This weekly topic is an effort to recap the Wednesday night Bible study I teach at Sola5, my youth group. I hope it serves to help us all in contemplating the ceaseless riches of God’s grace as revealed through the Scriptures.
This week, we finished up chapter 1 in our study of Ecclesiastes. Solomon continues to talk about the vanity and meaninglessness of life, but he takes it here in an unexpected direction. In verses 12-18, he shifts the discussion to look at the vanity of wisdom. That’s strange, isn’t it? After all, aren’t we supposed to pursue wisdom (Proverbs 8)? Isn’t wisdom a characteristic of God (Daniel 2:20-23)? Why, then, would Solomon call his life’s pursuit of wisdom meaningless? What does he want us to understand?
The first thing he wants us to understand is what his wisdom allowed him to discover. He says that he applied himself to trying to understand life, to understand the world around him. He sought wisdom and knowledge at every turn. What did he find? He found that the word is hopelessly broken. This world is crooked and lacking, he says. His pursuit of wisdom and understanding brought him face to face with so much grief, suffering, and sin that he called it an “unhappy business.” We all can attest to the reality of this feeling. The more you know about our world, the more troubled you become. Turn on the evening news tonight. Count how many stories they report, and count how many of those stories are bad news. Head over to CNN.com. How many of their “Latest news” stories are negative (as of this writing, out of 19 stories, 3 are about deaths by accident or murder, 2 are about the war in Gaza, 3 are about aspects of the economic crisis, and 3 are about the end of the Bush years and people’s negative view of them – all in all, 11 of 19 stories with a predominantly negative vibe – and today actually isn’t all that bad, with headlines dominated by the amazing US Airways water landing in New York)? The point is, everybody knows that the world is screwed up. It’s filled with suffering and tragedy – all driven by sin. We all, when we’re honest with ourselves, know that we’re screwed up. We’re driven by anger, bitterness, lust, greed, jealousy, pride – all things that we know are wrong but which infest our hearts and drive our actions anyway. The seeds of the world’s evil are planted in each of our hearts. So, we can certainly understand Solomon’s feeling that the more you know, the more you wish you didn’t. Ignorance is bliss.
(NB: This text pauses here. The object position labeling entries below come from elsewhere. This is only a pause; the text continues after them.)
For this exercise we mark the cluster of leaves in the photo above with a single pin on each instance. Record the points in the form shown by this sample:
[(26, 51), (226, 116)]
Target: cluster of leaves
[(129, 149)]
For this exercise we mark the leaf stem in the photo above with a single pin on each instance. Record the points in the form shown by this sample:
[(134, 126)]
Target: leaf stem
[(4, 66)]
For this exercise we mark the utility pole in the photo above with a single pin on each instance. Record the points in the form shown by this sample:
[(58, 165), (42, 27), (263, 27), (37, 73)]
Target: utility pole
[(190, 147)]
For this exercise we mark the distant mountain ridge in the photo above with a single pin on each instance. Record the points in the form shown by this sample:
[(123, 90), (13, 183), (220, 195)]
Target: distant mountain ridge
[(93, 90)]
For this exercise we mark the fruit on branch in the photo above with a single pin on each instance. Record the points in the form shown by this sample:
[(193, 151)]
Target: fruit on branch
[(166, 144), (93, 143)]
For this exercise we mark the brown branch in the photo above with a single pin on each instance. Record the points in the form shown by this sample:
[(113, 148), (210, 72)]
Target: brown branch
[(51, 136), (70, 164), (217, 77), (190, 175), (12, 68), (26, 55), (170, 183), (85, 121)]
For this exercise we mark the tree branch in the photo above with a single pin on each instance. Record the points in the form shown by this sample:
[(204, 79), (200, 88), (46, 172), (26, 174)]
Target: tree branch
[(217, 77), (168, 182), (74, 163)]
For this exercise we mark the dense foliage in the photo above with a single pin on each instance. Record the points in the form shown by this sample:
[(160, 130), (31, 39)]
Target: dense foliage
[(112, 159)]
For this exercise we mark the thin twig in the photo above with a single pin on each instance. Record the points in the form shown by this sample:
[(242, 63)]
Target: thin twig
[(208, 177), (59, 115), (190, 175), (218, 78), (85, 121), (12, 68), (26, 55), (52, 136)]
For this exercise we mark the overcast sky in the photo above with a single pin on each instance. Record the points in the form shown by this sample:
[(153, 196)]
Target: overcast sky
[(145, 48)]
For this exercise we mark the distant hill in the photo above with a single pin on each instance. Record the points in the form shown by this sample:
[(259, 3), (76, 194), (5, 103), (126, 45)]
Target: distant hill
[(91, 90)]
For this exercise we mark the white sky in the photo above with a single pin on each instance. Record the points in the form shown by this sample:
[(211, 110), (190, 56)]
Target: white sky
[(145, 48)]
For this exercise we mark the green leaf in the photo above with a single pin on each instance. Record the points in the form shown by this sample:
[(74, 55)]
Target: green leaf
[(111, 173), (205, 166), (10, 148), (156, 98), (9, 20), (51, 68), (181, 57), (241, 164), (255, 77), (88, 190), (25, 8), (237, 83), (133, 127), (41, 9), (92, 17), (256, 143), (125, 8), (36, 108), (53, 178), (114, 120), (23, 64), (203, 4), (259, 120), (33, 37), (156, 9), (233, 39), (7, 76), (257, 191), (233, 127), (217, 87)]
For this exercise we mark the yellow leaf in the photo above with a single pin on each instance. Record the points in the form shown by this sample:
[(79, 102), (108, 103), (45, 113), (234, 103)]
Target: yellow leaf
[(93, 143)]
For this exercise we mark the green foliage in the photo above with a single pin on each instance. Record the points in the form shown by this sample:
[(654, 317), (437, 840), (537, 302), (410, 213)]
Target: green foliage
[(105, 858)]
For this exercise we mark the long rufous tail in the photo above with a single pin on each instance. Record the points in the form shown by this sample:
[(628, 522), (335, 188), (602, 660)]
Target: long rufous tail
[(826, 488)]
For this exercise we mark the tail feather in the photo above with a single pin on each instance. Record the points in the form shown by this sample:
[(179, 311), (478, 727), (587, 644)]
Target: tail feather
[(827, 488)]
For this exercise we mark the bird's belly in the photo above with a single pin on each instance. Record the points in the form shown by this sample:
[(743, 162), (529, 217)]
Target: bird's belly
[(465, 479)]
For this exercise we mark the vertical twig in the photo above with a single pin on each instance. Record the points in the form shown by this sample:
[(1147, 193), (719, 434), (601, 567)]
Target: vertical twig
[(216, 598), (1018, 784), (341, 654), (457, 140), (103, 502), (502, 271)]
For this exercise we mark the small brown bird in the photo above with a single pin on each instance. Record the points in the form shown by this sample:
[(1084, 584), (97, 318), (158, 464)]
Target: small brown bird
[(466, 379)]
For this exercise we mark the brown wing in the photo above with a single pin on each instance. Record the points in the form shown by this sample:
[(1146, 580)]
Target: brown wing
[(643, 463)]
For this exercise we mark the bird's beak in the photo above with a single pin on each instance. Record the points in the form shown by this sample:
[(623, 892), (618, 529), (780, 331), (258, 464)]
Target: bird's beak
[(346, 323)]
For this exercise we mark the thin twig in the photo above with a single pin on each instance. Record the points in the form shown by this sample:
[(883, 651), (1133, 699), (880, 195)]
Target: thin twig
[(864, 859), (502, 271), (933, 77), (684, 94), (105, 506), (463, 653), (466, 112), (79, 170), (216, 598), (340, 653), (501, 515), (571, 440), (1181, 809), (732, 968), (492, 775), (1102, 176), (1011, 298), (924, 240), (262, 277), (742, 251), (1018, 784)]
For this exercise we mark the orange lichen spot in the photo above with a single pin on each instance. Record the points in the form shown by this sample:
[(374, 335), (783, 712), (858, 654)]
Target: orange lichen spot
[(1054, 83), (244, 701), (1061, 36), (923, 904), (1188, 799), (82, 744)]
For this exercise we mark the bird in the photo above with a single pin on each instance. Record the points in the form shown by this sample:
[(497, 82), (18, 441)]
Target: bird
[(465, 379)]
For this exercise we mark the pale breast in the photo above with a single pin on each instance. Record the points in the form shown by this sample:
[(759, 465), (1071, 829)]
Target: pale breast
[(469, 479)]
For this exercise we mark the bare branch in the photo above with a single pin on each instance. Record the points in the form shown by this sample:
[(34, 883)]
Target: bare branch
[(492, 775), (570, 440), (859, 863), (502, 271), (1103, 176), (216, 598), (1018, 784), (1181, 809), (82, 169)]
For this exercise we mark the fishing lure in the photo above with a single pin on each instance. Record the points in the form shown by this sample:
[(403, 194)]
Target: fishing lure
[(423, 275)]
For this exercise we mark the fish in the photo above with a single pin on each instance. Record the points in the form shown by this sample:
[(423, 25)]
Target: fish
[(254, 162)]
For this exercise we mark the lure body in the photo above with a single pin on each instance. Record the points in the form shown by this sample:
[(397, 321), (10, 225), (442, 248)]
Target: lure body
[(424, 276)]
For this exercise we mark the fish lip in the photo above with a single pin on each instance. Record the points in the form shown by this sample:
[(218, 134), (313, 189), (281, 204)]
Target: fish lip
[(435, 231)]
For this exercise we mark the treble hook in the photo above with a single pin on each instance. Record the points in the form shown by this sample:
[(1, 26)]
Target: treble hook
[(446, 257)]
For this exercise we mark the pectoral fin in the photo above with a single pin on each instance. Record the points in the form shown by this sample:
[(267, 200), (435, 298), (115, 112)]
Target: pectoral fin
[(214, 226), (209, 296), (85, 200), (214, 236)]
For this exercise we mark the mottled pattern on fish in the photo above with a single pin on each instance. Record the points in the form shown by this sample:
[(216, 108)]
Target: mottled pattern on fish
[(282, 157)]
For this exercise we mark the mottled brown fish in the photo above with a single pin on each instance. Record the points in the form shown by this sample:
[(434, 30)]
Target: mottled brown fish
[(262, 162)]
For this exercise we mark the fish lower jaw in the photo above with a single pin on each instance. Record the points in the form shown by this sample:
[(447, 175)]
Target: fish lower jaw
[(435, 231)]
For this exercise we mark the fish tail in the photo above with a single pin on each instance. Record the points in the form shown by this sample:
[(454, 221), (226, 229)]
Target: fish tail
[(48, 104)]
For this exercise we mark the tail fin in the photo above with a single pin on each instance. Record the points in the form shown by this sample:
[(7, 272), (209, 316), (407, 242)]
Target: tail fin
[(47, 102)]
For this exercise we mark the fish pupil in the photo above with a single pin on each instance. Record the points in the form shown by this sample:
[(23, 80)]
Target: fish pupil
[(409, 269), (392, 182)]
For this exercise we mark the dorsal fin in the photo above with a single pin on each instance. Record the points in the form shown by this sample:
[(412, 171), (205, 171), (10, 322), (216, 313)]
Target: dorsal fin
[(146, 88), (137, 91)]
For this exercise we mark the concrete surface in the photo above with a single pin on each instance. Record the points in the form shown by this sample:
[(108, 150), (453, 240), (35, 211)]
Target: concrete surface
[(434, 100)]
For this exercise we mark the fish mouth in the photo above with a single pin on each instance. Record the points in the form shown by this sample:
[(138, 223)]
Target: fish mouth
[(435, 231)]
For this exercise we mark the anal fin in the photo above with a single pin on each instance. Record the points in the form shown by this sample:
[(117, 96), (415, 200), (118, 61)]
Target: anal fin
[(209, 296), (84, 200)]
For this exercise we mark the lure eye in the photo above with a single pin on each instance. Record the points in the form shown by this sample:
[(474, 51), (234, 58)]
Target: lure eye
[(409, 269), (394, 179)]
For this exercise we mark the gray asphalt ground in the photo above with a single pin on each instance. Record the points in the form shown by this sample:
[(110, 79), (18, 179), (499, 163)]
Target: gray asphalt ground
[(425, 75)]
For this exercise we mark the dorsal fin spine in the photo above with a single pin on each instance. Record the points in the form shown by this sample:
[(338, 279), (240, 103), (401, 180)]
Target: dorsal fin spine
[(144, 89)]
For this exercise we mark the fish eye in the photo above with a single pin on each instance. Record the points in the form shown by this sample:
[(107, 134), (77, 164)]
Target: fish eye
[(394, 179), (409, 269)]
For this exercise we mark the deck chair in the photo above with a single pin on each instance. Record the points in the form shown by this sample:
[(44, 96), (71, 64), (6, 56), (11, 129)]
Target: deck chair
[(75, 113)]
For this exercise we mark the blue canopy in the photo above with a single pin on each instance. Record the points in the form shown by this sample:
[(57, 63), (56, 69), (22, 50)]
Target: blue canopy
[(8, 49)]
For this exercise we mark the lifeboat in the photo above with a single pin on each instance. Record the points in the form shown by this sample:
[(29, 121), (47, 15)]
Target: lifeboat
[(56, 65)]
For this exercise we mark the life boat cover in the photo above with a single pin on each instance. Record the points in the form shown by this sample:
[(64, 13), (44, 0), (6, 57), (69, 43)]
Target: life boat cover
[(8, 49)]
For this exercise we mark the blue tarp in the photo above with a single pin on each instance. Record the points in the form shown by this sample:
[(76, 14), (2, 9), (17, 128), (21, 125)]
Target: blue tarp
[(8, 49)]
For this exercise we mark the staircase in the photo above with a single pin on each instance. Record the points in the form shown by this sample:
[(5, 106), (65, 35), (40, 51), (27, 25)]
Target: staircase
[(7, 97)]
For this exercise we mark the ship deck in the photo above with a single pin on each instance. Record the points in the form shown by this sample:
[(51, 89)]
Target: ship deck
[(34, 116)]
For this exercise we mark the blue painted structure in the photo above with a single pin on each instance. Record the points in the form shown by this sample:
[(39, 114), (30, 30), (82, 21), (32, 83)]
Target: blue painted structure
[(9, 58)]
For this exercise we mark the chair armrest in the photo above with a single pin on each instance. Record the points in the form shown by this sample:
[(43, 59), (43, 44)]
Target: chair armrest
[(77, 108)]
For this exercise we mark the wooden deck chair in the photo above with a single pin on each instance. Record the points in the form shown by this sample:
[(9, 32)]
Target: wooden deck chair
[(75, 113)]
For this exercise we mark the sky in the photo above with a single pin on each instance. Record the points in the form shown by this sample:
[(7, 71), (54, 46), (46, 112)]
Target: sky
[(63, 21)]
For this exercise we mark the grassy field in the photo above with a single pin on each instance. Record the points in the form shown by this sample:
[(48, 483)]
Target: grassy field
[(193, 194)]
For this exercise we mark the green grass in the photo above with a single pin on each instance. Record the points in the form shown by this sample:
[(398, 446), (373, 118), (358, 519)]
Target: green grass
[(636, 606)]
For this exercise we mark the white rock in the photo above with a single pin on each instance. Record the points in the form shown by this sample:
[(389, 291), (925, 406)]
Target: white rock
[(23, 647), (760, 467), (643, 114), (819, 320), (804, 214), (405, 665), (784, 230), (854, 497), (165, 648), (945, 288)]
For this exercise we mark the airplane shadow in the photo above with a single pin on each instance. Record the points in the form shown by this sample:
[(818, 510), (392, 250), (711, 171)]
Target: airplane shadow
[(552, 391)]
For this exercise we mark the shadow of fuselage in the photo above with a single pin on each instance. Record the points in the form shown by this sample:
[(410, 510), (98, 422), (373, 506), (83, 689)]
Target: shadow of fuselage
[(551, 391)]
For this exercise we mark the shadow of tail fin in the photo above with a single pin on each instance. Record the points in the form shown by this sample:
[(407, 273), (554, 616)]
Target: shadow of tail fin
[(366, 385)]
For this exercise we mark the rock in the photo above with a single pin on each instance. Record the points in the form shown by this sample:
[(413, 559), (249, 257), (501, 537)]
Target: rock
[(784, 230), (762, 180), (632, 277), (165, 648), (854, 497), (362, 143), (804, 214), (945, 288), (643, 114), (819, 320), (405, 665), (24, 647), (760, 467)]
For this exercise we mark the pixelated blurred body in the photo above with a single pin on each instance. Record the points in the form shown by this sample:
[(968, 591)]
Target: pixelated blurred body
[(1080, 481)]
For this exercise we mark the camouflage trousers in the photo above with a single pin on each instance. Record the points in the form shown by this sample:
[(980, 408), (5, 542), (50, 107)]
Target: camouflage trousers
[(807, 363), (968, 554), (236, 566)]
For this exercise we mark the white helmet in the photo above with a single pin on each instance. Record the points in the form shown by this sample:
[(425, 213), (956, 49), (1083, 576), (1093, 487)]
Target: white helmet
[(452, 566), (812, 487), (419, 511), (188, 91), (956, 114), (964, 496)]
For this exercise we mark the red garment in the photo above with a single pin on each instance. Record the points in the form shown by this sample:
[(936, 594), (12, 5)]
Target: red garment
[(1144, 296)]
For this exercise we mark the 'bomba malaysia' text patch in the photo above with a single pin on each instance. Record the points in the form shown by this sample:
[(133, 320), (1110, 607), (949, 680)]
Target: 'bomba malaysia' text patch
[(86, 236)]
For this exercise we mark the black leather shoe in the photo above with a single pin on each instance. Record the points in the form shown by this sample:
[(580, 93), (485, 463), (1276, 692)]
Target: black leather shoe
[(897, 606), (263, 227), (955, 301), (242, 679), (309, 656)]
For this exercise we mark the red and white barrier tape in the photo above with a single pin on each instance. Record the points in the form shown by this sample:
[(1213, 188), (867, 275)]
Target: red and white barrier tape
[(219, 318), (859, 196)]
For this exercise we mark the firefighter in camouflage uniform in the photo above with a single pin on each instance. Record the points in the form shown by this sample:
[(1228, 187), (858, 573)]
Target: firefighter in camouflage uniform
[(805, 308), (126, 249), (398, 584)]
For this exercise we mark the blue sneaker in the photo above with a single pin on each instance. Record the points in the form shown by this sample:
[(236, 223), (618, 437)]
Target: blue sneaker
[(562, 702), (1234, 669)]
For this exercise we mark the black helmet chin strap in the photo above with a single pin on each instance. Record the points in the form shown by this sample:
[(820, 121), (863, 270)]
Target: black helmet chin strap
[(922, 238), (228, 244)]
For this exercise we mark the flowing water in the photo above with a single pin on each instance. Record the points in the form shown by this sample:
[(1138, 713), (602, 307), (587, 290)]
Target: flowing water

However, the true vanity is wisdom is seen in the fact that though it allows one to see the brokenness of the world, it doesn’t enable one to fix it. As Solomon says, “What is crooked cannot be made straight, and what is lacking cannot be counted.” He saw a broken world, and he also saw that he was powerless to fix that world. Look around – the centuries of human history have been filled with wise men, yet we still have the same problems that we had 3000 years ago in Solomon’s day. Wars are still fought over the same issues, people are still downtrodden and oppressed for the same reasons, and relationships still break and fail because of the same shortcomings. We cannot fix the problem, because we are the problem. Sin is destroying the world, and we cannot destroy sin. Thus, Solomon concludes that wisdom only serves to increase the sorrow and stress of a man. He becomes like one who is watching a loved one drown while he himself is chained to a tree on the shore – able to diagnose the problem, but incapable of fixing it, and emotionally destroyed because of it.
Where, then, is hope? Why does God call us to seek wisdom? The wisdom that God calls us to is his own, and it always leads us back to him, and by leading us back to him, it leads to a solution that Solomon couldn’t fully comprehend – Jesus Christ. Christ can deal with the brokenness of the world. His grace and forgiveness are the only things that can overcome sin in our lives. He is the only one who offers hope. However, before we can see the greatness of the solution, we must come face-to-face with the depth of the problem. Otherwise, we will end up like the Pharisees, convinced that we’re just fine, thank you, and in no need of what Jesus offers. Don’t be afraid to stare the darkness of this world – and your own heart – in the face. Let the problem drive you to the one solution that can offer the world hope, and your heart peace.